En este sentido, el cierre que promete Juntos por el Cambio en el obelisco promete ser apoteótico, casi alfonsinista. Es seguro que se congregará mucha gente, tanto para expresar su respaldo al presidente como para desafiar al peronismo, los piqueteros y tantos otros alborotadores en su propio territorio, esto es, en la calle. El mitin se llevará a cabo el sábado por la tarde, 24 horas antes del segundo debate que protagonizarán los candidatos en el aula magna de la facultad de derecho de la UBA. Será tanto un anabólico para Macri y como una mojada de oreja a la fórmula del Frente de Todos que, pruebas al canto, parece rehuir las tradicionales manifestaciones populares.
Pero no todo lo que reluce es oro. El oficialismo puede que esté eufórico por el entusiasmo que ha despertado la gira aunque esto no signifique, necesariamente, un simétrico apoyo electoral. Hay muchos antecedentes en la historia reciente de candidatos que han tenido su hora feliz con el pueblo y que, sin embargo, han caído derrotados en las elecciones. Macri debería saber -y tal vez lo sepa- que es mejor llenar las urnas de votos que las plazas con gente. Todo lo que se haga en la previa, incluidas las marchas y las arengas, es útil, pero en absoluto determinante para el triunfo.
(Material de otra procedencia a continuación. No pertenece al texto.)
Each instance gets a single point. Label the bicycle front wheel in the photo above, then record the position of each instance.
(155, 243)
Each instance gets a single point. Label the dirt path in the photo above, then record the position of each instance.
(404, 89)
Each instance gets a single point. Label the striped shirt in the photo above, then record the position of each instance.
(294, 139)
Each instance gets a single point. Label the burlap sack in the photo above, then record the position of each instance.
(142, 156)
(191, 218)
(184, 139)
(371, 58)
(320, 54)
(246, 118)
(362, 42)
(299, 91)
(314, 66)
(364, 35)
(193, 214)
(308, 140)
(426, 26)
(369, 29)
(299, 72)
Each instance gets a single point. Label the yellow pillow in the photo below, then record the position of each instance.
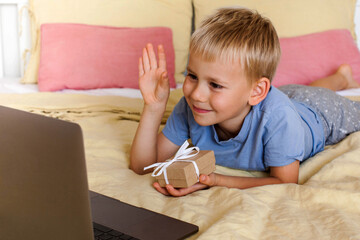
(175, 14)
(291, 17)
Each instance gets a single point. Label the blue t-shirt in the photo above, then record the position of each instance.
(276, 132)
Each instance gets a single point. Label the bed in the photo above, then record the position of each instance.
(324, 205)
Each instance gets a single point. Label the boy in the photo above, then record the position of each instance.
(230, 107)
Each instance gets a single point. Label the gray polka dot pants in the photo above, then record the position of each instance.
(339, 115)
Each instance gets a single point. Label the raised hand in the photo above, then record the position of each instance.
(153, 77)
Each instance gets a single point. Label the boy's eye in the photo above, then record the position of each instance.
(192, 76)
(215, 85)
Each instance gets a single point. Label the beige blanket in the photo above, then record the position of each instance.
(325, 205)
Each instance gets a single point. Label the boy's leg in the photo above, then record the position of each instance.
(342, 79)
(339, 115)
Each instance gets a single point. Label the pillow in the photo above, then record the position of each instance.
(77, 56)
(313, 56)
(291, 18)
(175, 14)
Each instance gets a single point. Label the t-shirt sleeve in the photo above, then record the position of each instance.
(284, 141)
(177, 126)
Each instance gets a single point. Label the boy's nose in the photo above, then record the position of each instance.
(199, 93)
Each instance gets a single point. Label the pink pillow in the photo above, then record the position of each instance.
(78, 56)
(313, 56)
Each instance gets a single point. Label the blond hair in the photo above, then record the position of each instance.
(239, 35)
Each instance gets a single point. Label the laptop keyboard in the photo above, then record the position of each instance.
(104, 233)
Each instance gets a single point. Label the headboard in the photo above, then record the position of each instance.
(15, 36)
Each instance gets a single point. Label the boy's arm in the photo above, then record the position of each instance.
(284, 174)
(154, 87)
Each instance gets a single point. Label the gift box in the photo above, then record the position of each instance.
(182, 173)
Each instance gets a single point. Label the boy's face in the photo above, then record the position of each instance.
(217, 93)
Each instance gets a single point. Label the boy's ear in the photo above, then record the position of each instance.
(260, 90)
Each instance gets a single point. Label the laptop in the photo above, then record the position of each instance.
(44, 191)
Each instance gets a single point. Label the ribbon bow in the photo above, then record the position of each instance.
(181, 155)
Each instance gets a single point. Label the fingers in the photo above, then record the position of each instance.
(145, 60)
(141, 67)
(149, 58)
(162, 58)
(156, 185)
(152, 56)
(164, 83)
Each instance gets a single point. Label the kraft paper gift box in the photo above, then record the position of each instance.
(182, 174)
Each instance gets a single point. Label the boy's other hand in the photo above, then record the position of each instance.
(205, 182)
(153, 77)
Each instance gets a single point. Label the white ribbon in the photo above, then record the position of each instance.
(181, 155)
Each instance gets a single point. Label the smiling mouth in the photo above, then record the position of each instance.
(200, 110)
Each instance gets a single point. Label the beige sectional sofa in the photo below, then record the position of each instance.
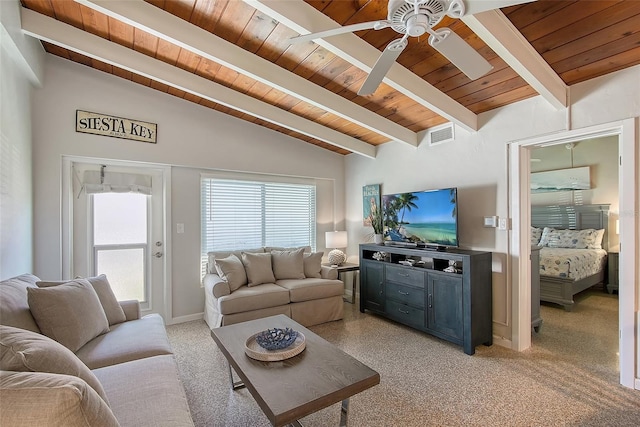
(250, 284)
(125, 375)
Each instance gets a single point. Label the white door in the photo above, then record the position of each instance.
(118, 230)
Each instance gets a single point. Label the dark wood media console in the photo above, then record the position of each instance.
(410, 285)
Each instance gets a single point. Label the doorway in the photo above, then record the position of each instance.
(116, 219)
(520, 210)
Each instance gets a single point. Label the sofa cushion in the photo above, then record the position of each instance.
(311, 289)
(45, 399)
(288, 264)
(166, 403)
(108, 300)
(127, 341)
(70, 313)
(28, 351)
(231, 270)
(212, 256)
(14, 307)
(258, 268)
(253, 298)
(313, 264)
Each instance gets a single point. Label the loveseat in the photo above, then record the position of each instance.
(71, 355)
(250, 284)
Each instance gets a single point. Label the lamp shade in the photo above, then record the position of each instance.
(336, 239)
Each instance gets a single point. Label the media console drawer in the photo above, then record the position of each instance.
(404, 275)
(406, 314)
(405, 294)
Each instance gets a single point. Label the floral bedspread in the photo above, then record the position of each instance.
(574, 264)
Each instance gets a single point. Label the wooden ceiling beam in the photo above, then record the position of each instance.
(166, 26)
(504, 38)
(304, 19)
(60, 34)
Tampoco puede soslayarse el hecho de que el diseño de la gira presidencial ha tenido un componente amigable. El macrismo es fuerte en ámbitos urbanos de clase media y esta, no obstante que golpeada, todavía sigue creyendo que cualquier cosa es mejor que el peronismo kirchnerista. Las ciudades de Tucumán, Córdoba y Mendoza, entre tantas otras, encajan bien dentro de este ecosistema. Cerrar en la ciudad de Buenos Aires, el territorio fundacional del PRO, es la culminación previsiblemente exitosa de una saga esperanzadora pero, a la vez, políticamente endogámica.
De alguna manera, el experimento del sí se puede ha resultado una experiencia colectiva de lealtad de parte de un electorado desorientado y sin referentes alternativos a la vista. Macri ha pescado en la pecera de los suyos, de la misma manera que Fernández encontró ayer en los leales oportunistas del PJ el alivio de la popularidad que, hasta la decisión de Cristina, nunca la tuvo por mérito propio. No dejan de ser meros placebos, aunque, hasta el 27, funcionarán como auténticas terapias paliativas de sus respectivas carencias políticas.